TB: No, I don't think the political class as a whole has really grasped this properly. And I think this question of how you understand and harness the technology revolution is also the answer to the waves of populism. The populism is based on pessimism. If you don't have hope for the future, you look for someone to blame. And, you know, the left might blame business and the right blames immigrants or whatever it is. But really, this technology revolution, which is the real world thing that's happening, it does offer us hope, provided we can weave it into a narrative about the future that makes sense to people.
And you know what's interesting? My institute did a paper on this last year actually – if you look at the 19th century Industrial Revolution, it was going on for decades before the politicians caught up.
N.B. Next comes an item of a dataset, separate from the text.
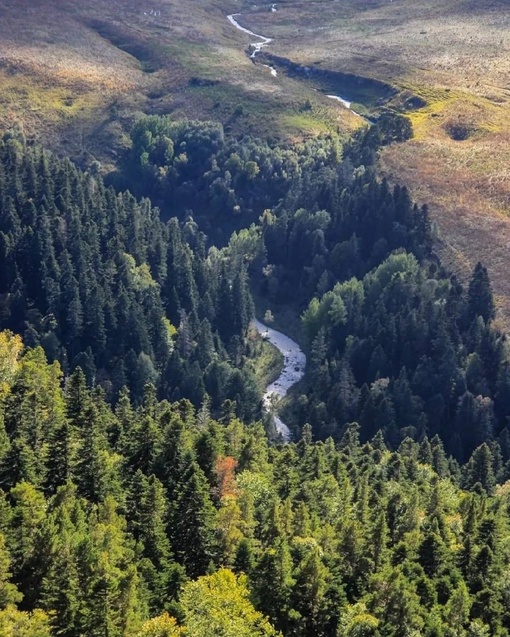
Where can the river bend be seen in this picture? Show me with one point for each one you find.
(292, 372)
I mean, in that those days, in the early part of the 19th century, the Whigs and the Tories, were still carrying on with old arguments, when this Industrial Revolution was, of course, changing everything. Now, eventually, politics caught up. And then, of course, politics itself changed. Then you had the Liberal Party, and then you had the Labour Party. And you had all the reforms and changes and so on, of the electoral system and the way government worked. You created a proper financial system, the Exchequer and all of that happened. But the point is, it took a long time for politics to catch up.
I'm only hopeful about the future of politics. If we have a political class that understands that whatever all these other issues are that we need to handle and that are big challenges, getting this thing right, how you make most of the opportunities of technology and mitigate its challenges and its problems. That is the central challenge of our time. And that's why we need a different type of political dialogue. And we need to recognise that this is about understanding and about applying. And there is an area that's around values, because the values you bring to this show the benefits through revolution are properly and fairly and equally distributed. All of those things are really important. But they happen, and this political battle happens against the backdrop of that reality. And it's only if that happens that I'm hopeful about the future. And we've got a long way to go.
HJ: Right. Well, Tony, thank you so much for joining us today. It's been a fascinating discussion.
And I think that last theme of needing to capture the opportunity of the future is something we'll explore in a lot more detail in the other sessions today. So thank you very much for joining us.
TB: Thank you. Thanks, everyone. Pleasure.